Она пристально вглядывалась в бесконечный поток машин, ползущий по серой слякоти, на мраморный небоскреб на 5-и авеню, из которого никак не выходил Дэвид Левин. Настойчивость, говорила себе Топаз. Настойчивость — это девяносто процентов успеха репортера. Правда, она могла бы сейчас нырнуть в «Рокфеллер-Плаза» и перехватить горячего шоколада с виски и бутерброд, но если поддаться такому соблазну — а только Богу известно, как бы ей хотелось, — то сто процентов против одного: именно в этот момент появится Левин и она потеряет возможность взять интервью у самого популярного на планете киноактера. И прощай работа…
Топаз засунула руки в карманы обтягивающих черных джинсов, повторяющих каждый изгиб ее шикарного зада. Она могла чувствовать себя как последнее дерьмо, но умела выглядеть на миллион долларов несмотря на то, что кончики ее ушей от холода повторяли цвет губной помады.

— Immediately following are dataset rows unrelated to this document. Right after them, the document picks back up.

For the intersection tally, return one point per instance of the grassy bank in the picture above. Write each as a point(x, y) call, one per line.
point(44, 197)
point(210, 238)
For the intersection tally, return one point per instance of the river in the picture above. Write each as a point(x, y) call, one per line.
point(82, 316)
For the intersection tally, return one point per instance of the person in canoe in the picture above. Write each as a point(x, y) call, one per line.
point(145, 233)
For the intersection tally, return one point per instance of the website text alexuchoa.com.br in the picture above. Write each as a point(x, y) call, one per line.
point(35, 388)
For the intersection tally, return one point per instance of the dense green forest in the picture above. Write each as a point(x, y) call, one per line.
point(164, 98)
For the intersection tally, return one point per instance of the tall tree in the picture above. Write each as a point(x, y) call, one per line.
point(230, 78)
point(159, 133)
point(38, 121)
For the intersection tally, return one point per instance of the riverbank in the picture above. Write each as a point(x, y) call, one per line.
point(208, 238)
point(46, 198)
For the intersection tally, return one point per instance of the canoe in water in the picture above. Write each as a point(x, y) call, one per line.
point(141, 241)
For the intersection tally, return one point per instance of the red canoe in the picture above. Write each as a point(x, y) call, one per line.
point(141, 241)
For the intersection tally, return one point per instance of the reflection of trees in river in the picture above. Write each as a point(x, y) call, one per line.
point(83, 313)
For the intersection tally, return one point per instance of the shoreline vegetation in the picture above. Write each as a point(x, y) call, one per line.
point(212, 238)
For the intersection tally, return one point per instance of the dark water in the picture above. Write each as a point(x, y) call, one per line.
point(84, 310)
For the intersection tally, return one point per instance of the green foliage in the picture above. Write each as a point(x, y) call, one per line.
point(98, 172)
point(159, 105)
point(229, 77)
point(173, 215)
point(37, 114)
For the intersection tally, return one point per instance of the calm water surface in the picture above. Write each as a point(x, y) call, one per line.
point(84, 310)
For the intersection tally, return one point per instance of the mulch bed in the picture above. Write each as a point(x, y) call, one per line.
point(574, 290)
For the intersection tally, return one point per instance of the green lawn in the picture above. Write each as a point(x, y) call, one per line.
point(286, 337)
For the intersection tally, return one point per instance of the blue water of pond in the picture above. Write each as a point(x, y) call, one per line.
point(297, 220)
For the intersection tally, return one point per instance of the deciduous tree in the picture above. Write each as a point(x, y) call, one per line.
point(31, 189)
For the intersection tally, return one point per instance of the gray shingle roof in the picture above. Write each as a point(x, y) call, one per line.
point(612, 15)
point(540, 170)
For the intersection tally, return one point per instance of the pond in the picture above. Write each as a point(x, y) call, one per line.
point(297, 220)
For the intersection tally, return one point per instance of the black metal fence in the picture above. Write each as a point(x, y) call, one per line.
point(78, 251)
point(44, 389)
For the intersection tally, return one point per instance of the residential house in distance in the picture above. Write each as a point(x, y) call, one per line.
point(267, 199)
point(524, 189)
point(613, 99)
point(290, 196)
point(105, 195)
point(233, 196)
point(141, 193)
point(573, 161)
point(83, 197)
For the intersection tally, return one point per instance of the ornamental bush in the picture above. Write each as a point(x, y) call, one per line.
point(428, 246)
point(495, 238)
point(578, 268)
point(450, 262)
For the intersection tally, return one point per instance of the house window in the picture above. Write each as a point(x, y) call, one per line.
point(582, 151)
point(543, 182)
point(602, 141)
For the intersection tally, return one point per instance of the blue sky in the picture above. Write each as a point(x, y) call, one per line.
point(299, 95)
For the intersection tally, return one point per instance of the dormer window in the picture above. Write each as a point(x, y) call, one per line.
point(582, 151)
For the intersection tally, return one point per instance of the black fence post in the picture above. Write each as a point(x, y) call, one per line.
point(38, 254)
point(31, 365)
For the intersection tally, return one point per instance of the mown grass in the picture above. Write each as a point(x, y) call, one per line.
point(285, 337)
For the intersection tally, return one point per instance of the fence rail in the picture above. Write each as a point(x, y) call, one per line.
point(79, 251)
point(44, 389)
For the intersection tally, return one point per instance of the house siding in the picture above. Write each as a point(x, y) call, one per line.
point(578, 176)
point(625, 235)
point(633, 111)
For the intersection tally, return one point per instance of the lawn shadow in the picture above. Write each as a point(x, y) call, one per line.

Парень, продавец жареных каштанов, то и дело подкидывал угли, чтобы потрясающая девчонка стояла рядом с ним как можно дольше. Может, ему действительно повезет, и она снова потопает ногами, чтобы согреться, и у нее снова все заходит ходуном под шерстяным жакетом, и он увидит кусочек рая прямо здесь, на земле. Он не в первый раз подумал: кого она ждет? Если парня, то ему, черт побери, можно только позавидовать, удачливый, сукин сын!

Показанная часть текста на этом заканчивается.